Thanks guys, " one down" next, where do you use a space in the command line, otherwise what calls for leaving a space symbols or cyphers or letters? What is the rule for for when you apply spaces??? Saquear!!!
to learn how to use the command line. Spaces go in between arguments, and it should be common sense once you learn the commands. For example, it seems obvious (to me at least) that you type "cd /etc" instead of "cd/etc" to change directories to /etc.
Common sense is only an agreement between users, and since I'm new I am not sure what the agreement is, that is why I am asking!!! Thank you anyway!!! I have been going to Linux Command dot org and it is a very good tutorial especially the way he approaches but he omitts spacing... I also sent him an email about this topic but no response yet... I just thought that since this whole site is based around products that are command line oriented I thought it would be easier to get some assistance here!!! Saquear.
I apologize if my post came across as putting you down, that certainly wasn't my intention. From my experience it seems clear but maybe it isn't as obvious as I thought. I'll try to explain how spaces work here, and post back with specific questions if that doesn't help. I'm still a little confused exactly what you're asking.

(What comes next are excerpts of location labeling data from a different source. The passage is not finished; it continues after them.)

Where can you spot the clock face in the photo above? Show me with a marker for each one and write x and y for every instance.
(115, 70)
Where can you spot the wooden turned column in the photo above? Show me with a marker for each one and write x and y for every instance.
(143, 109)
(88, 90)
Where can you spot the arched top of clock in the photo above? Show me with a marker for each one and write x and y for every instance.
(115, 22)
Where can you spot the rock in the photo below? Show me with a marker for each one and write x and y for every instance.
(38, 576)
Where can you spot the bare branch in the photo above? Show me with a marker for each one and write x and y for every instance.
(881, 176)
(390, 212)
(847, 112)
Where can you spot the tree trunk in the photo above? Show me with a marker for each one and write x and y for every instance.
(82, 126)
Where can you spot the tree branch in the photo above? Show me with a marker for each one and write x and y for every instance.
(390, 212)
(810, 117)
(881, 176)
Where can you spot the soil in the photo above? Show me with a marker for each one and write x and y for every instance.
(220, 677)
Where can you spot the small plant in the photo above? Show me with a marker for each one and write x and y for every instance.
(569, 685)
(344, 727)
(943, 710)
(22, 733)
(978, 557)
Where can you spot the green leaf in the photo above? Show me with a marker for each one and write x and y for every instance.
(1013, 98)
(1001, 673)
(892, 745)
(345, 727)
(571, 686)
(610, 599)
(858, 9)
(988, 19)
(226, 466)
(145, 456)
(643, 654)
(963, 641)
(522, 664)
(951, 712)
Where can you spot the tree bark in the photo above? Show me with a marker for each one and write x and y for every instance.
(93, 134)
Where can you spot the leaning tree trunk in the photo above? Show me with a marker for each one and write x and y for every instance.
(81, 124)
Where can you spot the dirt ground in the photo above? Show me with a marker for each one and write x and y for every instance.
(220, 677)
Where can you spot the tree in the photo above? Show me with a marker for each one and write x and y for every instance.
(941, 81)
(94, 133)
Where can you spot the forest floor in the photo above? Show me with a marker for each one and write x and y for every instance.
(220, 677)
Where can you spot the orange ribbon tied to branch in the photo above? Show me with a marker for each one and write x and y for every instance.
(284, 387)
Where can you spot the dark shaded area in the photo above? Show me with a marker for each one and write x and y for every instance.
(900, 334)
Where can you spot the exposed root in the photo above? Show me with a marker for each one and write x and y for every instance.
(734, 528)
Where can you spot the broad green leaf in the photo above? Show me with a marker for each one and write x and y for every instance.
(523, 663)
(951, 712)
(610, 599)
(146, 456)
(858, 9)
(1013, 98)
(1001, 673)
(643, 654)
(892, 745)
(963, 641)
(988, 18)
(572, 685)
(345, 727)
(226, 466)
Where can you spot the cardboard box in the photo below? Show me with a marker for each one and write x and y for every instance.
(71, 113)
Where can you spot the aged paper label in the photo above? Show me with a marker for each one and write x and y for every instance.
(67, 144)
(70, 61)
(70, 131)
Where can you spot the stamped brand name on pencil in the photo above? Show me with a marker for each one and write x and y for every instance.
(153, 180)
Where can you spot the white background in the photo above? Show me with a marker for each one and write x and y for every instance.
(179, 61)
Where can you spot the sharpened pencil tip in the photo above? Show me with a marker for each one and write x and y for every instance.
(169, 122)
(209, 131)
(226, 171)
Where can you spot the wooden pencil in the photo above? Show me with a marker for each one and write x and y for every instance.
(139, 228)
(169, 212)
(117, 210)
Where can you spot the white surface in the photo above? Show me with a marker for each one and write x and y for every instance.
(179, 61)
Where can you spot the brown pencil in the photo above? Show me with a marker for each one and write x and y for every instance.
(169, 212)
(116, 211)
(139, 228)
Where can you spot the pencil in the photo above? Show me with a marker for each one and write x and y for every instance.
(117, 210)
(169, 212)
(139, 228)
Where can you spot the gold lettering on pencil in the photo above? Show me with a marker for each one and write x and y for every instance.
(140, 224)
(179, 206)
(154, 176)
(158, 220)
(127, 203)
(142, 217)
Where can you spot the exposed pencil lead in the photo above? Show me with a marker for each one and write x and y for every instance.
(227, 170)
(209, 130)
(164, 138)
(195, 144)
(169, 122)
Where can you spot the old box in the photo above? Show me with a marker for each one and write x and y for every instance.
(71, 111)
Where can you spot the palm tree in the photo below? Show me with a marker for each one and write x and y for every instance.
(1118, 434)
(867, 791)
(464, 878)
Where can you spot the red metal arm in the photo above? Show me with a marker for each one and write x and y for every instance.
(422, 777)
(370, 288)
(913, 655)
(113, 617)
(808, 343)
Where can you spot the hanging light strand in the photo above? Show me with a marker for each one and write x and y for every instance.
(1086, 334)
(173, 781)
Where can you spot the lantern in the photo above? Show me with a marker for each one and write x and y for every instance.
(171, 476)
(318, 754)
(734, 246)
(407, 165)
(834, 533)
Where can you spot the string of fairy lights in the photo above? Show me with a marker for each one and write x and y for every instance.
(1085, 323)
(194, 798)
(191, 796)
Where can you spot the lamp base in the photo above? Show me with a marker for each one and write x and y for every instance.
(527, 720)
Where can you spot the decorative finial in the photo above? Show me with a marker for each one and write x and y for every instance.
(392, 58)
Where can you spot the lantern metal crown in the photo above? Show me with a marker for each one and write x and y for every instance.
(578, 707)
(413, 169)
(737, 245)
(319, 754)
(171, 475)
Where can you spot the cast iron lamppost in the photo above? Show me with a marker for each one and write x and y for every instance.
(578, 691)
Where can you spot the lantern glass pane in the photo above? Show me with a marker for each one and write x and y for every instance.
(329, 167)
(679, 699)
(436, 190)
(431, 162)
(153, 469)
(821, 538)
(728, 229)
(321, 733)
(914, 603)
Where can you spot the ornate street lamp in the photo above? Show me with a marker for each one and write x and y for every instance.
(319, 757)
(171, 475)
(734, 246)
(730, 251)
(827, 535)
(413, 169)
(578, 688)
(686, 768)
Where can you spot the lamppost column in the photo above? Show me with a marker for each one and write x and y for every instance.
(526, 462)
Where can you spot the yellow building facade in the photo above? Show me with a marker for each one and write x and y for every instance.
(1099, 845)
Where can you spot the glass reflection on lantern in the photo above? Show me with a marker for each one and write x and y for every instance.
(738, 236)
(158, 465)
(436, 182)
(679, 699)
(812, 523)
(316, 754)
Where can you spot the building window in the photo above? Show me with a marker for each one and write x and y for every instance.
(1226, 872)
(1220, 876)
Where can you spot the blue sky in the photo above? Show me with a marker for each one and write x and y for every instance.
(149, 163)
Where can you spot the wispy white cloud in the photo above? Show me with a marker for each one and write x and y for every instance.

When typing something on the command line, you start typing immediately without putting any spaces before what you're typing. The first things to put is the command you want to run (for example, "cd" or "mv"). Next comes a space. After that usually comes some options passed to the command (such as "-nolisten" "--version" or "-la"). Then another space. Then whatever else the command requires, such as the path to a file or two (again separated by spaces).
ls -la /etc
tar zxvf archive.tar.gz
mv /home/you/file /home/you/renamedfile
cp file1 directory1
Let me know if anything's still confusing. The exact syntax really depends on what command you're using.
If you have ever used DOS, or the CLI of enterprise routers and switches, then the way spaces are used is pretty much the same.
I have to agree that it is pretty much a common sense sort of thing. Try thinking of it like typing a letter or other document. A space is used to seperate words. Using the commend interface is very much the same, a space seperates a command and any paramaters it takes.
BTW, I am a newbie at this too. I am fairly comfortable working in a CLI environment, but not very familiar with the specifics of Linux.
OooooKay!!! Thanks a lot, you guys don't understand but that did clear a lot of confusion... And jrdioko I am going to take you up on that offer cause I'm almost positive that I'm going to have more questions... Again all of you Thank you very much, Saquear!!!